Ausência (*)
Abraça-me
como o brilho ao cristal
que guarda dos lábios
as marcas
a saliva ainda em ebulição.
Abraça-me
como órfão ao destino
o beco ao fugitivo
ue desprovido de perspecivas
admite o precipício.
Compartilharemos
do barco à deriva as velas
qual andejo com o nada
observadores atentos
horas e sentinela.
Abraça-me infinda madrugada
como um pai que ao filho espera.
* Poema vencedor do Prêmio Ribeirão Preto de Literatura.
Suicida
Reinvento pegadas
sobre a areia movediça
com a sutileza do paquiderme
na corda bamba da vida.
Ritmo
Seta enviesada
contornando velas e barcos
o sol anestesia teiús
e trespassa do tempo as couraças.
Embalando a sesta diária
de preguiçosos e rotundos bagres
o canto intuitivo das cigarras
ocultas nas barras da tarde.
E se a queda absurda das águas
transmuta rumor em presságio
a noite silencia e devolve
à vida o seu ritmo estável.
Repouso
Quando o lusco-fusco
envolve os portais
dos casarões adormecidos
caída de algum cometa
a paz ausculta os meninos,
imersos em brandos sonhos
guardados pelo destino.
Oh, silêncio que inebria
ouçamos a canção do ir e vir
que o vento ao longe anuncia,
despencando pelas encostas
em vendavais de calmaria.
De onde a música?
Havia sorriso e luz
nas tardes brancas de outono
em que os meninos soltos
olvidando quaisquer conselhos
burlavam a vigilância das horas.
O mundo não era ainda
esse labirinto de espantos
e acrobatas por instinto
saltávamos o muro do encanto.
Hoje há essa encruzilhada
cravada no peito da noite
de onde virá a música
soando feito pranto...
Estirpe*
I
Não olvidarei Freud
tampouco edificarei paradigmas
baseado em teorias
meu sofrimento, autodidata,
abriga em suas casamatas
o dom da solidão assumida.
E nas silentes horas,
quando a fé não parida
aborta o sentido da vida,
prostro-me exangue
dúbio entre o pasmo e o riso.
Qual a estirpe da dor?
O que nos separa do abismo?
Verto lágrimas por ofício
e manuseio sonhos
qual cego frente ao espelho
despido.
Minha fé tem fronteira
Minha estirpe é indefinida...
II
Anelas a perfeição
com suas puídas vestes
ou o indelével encanto
do fremir das folhas aos ventos leves?
Antes que, decrépito,
pervague entre a fonte e o deserto
proponho-te um armistício, ó tempo,
dédalo dos céticos.
Permita-me vislumbrar a noite
que despencando dos outeiros
abraça, célere, os faustos gritos dos pequenos
em debandada pelos vilarejos.
Ali, em relicário, bem guardados,
encontrarás minha estirpe e seus segredos.
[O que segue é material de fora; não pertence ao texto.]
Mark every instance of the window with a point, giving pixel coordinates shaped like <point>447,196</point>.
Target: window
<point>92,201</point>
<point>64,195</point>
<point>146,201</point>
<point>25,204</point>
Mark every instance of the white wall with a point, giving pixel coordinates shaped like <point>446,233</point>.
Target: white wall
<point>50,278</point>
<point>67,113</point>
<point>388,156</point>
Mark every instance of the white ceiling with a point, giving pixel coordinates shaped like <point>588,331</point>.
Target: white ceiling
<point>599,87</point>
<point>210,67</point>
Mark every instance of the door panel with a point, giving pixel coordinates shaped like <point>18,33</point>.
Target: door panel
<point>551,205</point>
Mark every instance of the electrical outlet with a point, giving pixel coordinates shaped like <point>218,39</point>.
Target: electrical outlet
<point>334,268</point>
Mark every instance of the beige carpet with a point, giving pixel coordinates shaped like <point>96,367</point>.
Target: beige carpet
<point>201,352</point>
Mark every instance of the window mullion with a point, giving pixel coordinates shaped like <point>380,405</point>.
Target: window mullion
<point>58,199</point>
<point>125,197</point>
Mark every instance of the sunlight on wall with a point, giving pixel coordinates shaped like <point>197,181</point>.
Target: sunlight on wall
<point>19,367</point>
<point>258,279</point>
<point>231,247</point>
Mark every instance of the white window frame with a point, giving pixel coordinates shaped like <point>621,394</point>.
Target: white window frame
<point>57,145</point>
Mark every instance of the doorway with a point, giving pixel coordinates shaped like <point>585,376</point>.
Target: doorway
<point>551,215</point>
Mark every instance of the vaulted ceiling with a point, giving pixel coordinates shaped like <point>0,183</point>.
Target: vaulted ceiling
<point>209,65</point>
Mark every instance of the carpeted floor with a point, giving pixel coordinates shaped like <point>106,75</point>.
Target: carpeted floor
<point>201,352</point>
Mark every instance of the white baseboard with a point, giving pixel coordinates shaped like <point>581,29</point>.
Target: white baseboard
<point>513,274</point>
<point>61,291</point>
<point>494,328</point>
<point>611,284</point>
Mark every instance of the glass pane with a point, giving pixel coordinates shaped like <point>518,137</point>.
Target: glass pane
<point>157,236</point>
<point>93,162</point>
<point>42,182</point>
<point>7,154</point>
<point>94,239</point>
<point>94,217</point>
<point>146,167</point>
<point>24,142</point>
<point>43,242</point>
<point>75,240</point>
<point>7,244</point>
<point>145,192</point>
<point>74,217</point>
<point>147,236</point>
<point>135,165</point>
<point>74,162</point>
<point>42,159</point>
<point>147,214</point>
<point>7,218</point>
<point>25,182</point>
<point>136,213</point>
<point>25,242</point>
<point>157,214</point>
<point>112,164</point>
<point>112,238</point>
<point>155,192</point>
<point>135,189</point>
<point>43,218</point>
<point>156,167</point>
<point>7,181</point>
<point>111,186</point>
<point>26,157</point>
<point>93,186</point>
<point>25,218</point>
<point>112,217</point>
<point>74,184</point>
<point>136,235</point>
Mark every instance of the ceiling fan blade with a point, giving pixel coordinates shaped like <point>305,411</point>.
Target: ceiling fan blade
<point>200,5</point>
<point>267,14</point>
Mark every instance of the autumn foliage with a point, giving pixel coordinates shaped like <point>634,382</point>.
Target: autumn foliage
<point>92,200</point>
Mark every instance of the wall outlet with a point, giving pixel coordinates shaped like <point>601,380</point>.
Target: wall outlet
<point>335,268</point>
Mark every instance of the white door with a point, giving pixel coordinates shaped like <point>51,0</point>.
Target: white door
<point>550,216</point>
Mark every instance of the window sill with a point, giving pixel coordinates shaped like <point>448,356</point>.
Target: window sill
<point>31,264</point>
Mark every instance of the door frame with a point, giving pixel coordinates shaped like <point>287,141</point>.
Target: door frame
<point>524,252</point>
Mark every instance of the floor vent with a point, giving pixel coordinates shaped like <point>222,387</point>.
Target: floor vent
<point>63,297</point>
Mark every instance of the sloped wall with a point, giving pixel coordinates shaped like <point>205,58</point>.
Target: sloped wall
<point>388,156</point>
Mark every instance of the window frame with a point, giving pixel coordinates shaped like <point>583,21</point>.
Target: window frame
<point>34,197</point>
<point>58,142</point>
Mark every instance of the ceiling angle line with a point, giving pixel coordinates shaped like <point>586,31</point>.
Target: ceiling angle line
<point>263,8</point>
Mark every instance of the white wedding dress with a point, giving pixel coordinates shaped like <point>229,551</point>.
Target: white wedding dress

Este poema foi inserido na Antologia do Mapa Cultural Paulista
Pai
(in memorian)
Seu sorriso era lindo
água de cachoeira
deslizando límpida
entre pedras e limo.
Sua alegria era infinda
e nem os dissabores
de sua árdua vida
(a infância pelo trabalho fora tolhida)
a arrefecia.
Genuína era a sua poesia
lapidada com a rusticidade
de mãos e alma caipiras
(às vezes fugia-lhe a rima).
Ah, velho amigo,
tivesse eu a consciência
de que seu abraço
um dia me faltaria...
Epitáfio
Aqui jazz
além blues.
Semibreve, breve
afinal a pausa?
Enfim só
soul
ao sabor das vagas...
Beirais
I
De onde essa dor
que não se mostra
recôndita detrás
de invisíveis portas?
De onde esse voo
alçado sobre destroços
a ausência de beirais
ao pássaro acaso importa...
II
Sob rútilo amanhecer
sobeja vivacidade
e as certezas são vagas
no redil dos incautos.
De onde esse voo
displicente e inefável
que prefere a turbulência
a beiral seguro e calmo?
III
O relógio dissolve idílios
e com a sutileza dos sábios
urde insídias.
Por que a idiossincrasia
de postar-se à frente
na batalha
reivindicando medalhas,
guarida?
E no lusco-fusco que se anuncia
sentinela a observar o mar agitado
perscruto: haverá beirais
para um eventual pouso forçado...
Bailarina
O que encanta é a fluidez
dos movimentos
e a fidelidade com que entregas ao ato
de qual pluma flutuares
descurando a gravidade.
Elo entre o real e o mágico
burla os desavisados
a tua aparente fragilidade.
E sob a égide dos deuses
num desafio ao improvável
unem-se corpo e espaço.
Efígie de um anjo sem asas.
Se quisesses andarias por sobre as águas
(penso, enquanto espectador extasiado).